In total, 4,000 medallions may be sold – about half the amount of the current number of taxis – with 150 set aside specifically for D.C. residents, according to the bill. Different “classes” could be purchased from $250 to $5,000 for individual drivers, and $500 to $10,000 for cab companies. The classes are determined by the type of car driven and the area in which it would drive. Most drivers and companies will have to buy multiple classes to cover the areas where they drive. Brown declined to say how much revenue the legislation could bring to the city, but a recent report from local radio station WTOP said it could be between $200 million and $400 million.
“While this policy system should not be based on revenue, I feel the cost of the medallion system will be a boost to the finances of city government through its initial implementation and through the long run by employing more District taxpayers,” Brown said.
Thomas Smith, who operates a fleet of about 150 taxis in D.C., said the medallion program is needed to give District cab companies control of the industry.
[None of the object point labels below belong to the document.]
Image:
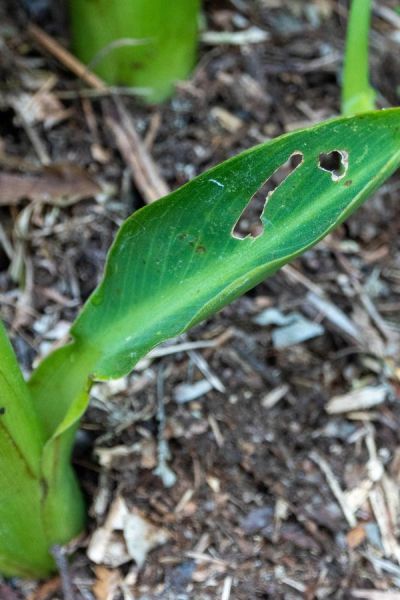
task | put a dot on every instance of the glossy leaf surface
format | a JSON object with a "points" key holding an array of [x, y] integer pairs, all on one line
{"points": [[176, 261]]}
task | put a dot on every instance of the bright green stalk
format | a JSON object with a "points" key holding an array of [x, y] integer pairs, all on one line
{"points": [[173, 263], [28, 526], [357, 94], [164, 35]]}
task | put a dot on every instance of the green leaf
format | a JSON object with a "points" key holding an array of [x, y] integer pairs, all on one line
{"points": [[141, 43], [176, 262], [23, 543]]}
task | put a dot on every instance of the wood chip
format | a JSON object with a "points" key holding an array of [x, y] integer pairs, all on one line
{"points": [[361, 399], [55, 182]]}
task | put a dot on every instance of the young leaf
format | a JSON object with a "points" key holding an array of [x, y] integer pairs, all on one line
{"points": [[175, 262], [23, 543]]}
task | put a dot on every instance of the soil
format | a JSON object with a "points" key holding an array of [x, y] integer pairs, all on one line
{"points": [[263, 469]]}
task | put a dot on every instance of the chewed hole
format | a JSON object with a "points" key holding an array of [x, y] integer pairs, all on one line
{"points": [[249, 222], [336, 163]]}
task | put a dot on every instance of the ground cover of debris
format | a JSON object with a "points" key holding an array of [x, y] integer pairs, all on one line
{"points": [[259, 455]]}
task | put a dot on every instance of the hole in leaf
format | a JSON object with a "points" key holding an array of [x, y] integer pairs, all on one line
{"points": [[336, 163], [249, 222]]}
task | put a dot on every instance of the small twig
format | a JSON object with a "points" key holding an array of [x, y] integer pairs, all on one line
{"points": [[163, 470], [65, 57], [133, 150], [61, 561], [335, 488]]}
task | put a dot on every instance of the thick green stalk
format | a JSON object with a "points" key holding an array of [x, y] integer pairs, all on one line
{"points": [[141, 43], [30, 520], [357, 94]]}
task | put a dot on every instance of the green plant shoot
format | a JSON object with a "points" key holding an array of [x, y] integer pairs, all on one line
{"points": [[357, 94], [173, 264], [147, 44]]}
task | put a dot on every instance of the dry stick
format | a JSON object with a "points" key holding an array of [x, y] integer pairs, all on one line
{"points": [[132, 148], [335, 488], [63, 568]]}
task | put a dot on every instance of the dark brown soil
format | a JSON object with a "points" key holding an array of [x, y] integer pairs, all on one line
{"points": [[253, 513]]}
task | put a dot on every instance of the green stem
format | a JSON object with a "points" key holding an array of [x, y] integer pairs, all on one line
{"points": [[357, 93]]}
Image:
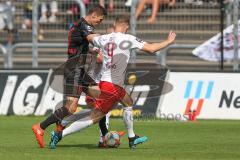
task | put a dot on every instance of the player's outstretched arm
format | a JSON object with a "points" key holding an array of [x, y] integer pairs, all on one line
{"points": [[153, 47]]}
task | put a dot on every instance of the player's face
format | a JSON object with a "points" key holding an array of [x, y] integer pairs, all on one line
{"points": [[96, 20]]}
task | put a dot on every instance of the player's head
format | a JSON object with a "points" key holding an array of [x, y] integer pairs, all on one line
{"points": [[110, 29], [122, 23], [96, 15]]}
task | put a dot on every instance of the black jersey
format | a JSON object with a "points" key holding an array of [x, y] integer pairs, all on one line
{"points": [[77, 38]]}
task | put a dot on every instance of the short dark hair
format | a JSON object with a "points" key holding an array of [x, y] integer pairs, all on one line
{"points": [[99, 10], [123, 19]]}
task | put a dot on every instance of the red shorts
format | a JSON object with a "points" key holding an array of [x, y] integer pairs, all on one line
{"points": [[110, 94]]}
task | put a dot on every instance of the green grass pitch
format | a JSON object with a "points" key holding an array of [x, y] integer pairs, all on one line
{"points": [[168, 140]]}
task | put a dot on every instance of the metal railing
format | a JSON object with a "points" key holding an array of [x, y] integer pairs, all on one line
{"points": [[35, 29], [39, 45], [5, 56]]}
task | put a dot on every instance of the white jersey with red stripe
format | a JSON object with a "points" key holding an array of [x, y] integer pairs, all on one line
{"points": [[116, 49]]}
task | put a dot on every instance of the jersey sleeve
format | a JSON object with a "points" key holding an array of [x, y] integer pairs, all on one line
{"points": [[136, 42], [96, 42], [87, 30]]}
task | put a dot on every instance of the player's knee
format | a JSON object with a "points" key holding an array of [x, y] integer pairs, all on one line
{"points": [[71, 105]]}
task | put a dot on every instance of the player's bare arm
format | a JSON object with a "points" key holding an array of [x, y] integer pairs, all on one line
{"points": [[153, 47]]}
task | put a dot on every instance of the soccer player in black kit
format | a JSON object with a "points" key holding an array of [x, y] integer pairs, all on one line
{"points": [[76, 79]]}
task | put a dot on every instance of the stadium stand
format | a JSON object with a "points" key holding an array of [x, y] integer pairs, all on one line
{"points": [[193, 24]]}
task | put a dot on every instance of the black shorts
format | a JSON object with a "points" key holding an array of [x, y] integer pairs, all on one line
{"points": [[76, 80]]}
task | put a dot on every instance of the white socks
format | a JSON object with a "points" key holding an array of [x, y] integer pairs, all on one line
{"points": [[77, 126], [128, 120], [107, 124]]}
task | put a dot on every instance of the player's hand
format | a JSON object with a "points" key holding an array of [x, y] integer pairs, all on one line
{"points": [[99, 57], [171, 37]]}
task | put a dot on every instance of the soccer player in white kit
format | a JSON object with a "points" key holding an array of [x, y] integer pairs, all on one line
{"points": [[116, 49]]}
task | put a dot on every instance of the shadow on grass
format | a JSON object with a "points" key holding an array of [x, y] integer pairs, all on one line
{"points": [[94, 146]]}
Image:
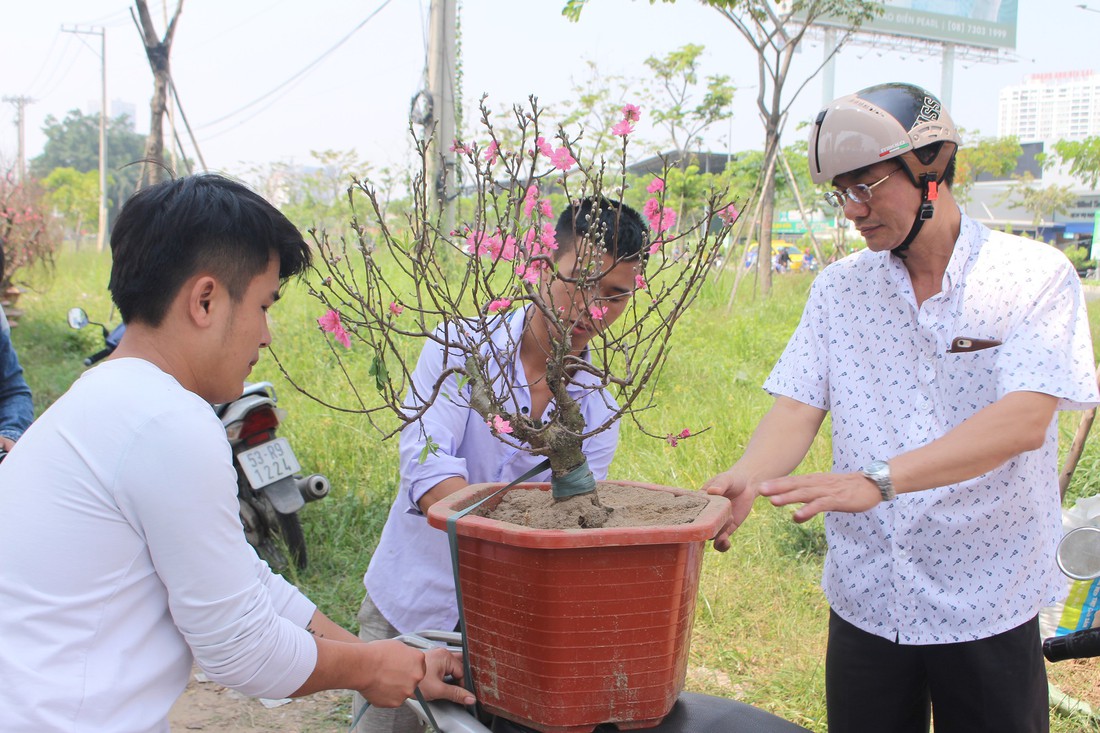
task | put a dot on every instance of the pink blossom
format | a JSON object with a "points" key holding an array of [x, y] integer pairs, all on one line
{"points": [[497, 424], [330, 324], [659, 220], [529, 271], [728, 215], [623, 128], [476, 243], [562, 160], [492, 152], [480, 243], [530, 198], [503, 250], [549, 237]]}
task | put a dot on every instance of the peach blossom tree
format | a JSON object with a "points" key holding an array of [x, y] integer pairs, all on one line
{"points": [[395, 284]]}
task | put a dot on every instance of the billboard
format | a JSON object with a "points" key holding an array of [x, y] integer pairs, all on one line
{"points": [[982, 23]]}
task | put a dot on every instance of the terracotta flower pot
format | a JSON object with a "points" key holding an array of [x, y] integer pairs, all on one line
{"points": [[569, 628]]}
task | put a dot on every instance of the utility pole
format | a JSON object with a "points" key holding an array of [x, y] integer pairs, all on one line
{"points": [[21, 104], [441, 86], [172, 108], [101, 237]]}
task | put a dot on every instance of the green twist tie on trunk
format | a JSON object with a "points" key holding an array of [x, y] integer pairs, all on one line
{"points": [[578, 481]]}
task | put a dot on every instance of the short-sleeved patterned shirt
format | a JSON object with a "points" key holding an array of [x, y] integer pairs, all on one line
{"points": [[968, 560]]}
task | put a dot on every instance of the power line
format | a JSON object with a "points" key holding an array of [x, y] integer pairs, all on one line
{"points": [[301, 73]]}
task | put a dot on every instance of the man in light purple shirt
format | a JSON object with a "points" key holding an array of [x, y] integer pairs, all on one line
{"points": [[409, 583]]}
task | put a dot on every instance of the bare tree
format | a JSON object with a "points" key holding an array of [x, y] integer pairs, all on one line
{"points": [[398, 282], [774, 30], [157, 51]]}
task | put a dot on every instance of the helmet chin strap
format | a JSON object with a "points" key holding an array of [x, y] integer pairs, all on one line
{"points": [[930, 194]]}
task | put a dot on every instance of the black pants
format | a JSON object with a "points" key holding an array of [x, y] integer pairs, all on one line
{"points": [[877, 686]]}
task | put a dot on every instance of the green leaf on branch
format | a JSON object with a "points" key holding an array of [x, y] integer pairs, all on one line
{"points": [[429, 447], [380, 373]]}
Smith explained that if passed and implemented, the bill could limit the amount of taxicabs owned by non-D.C residents. Some drivers or companies may not want to pay the medallion fee, he said, reducing the amount of taxis available.
If a company buys a medallion, according to the proposal, it covers all of the cabs in its fleet. There is a fee for all drivers and companies to renew the medallion each year, ranging from $250 to $500.
“Right now, the [newer] cab drivers from out of D.C. do whatever they want to do. They hop around whenever they want to and take revenue from us,” he said.
Smith said the value of cab companies in D.C. is very low, but with the medallion program in place, drivers and companies would be able to resell their medallions when they want to retire or pass on the company.